Lawmakers blocked plans to detain terror suspects for 90 days without charge by 322 votes to 291, a majority of 31 against the government.


Wednesday's defeat in the House of Commons was scheduled to be followed by a later vote on whether the detention period should instead be 28 days or 60 days - options favoured by opposition parties and rebels in Blair's Labour Party.

The vote is humiliating for Blair, who put his authority on the line.

The prime minister took a major political gamble in refusing to back down on the plan, and called in every supporter to shore up numbers.

Treasury chief Gordon Brown was called back from an official visit to Israel, only two hours after arriving in the country.

 

Blair also ordered Foreign Secretary Jack Straw to cut short an official EU visit to Russia, while Labour Party chairman Ian McCartney, who is recuperating from heart surgery, volunteered to return to work for the vote.

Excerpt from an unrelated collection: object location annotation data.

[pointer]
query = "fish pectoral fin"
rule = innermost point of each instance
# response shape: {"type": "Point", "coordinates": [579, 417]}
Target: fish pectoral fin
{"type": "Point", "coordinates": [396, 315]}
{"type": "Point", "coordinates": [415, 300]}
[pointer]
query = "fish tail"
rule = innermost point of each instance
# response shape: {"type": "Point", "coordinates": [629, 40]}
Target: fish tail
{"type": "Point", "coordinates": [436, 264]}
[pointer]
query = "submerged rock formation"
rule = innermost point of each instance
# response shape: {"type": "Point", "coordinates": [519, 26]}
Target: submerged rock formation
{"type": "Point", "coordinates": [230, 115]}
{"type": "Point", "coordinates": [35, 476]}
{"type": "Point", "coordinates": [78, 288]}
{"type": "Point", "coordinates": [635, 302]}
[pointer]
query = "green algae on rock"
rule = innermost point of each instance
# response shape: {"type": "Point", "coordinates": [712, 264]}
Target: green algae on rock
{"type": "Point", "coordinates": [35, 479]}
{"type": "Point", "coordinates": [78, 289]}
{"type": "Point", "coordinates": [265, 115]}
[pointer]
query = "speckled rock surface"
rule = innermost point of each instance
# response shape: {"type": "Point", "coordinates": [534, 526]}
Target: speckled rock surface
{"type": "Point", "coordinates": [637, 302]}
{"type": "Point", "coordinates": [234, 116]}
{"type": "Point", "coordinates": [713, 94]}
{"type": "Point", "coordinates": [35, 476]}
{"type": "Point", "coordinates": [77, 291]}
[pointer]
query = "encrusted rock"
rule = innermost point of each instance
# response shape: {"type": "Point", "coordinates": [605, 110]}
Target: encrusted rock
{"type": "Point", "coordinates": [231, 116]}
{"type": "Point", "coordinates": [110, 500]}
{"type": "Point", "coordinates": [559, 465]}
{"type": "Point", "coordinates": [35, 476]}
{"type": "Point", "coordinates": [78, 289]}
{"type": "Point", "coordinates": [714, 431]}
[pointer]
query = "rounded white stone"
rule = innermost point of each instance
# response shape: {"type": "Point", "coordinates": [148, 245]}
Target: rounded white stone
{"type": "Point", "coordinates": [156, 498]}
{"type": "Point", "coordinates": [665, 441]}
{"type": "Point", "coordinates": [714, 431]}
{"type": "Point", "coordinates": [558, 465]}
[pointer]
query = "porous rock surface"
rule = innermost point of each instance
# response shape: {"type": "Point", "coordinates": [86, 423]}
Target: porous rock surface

The current maximum detention period for terror suspects without charge is 14 days and critics argued that extending it to 90 days would erode civil rights.

Grip on power

Brown was called back from an
official visit to Israel   

The result raises serious question about Blair's grip on power. His popularity slumped due to the unpopular war in Iraq, and some Labour lawmakers now regard Blair as an electoral liability.

Blair has said he will not seek a fourth term in office, and although he could serve as prime minister until 2010, there is pressure on him to quit sooner.

Brown, a powerful and popular figure in the party, is said to covet the premiership and is reportedly impatient for Blair to hand over power.

The Terrorism Bill was drafted in the wake of the July attacks on London's transit system.

 

Designed to tackle Muslim extremism, it also aims to outlaw training in terrorist camps, encouraging acts of violence and glorifying terrorism.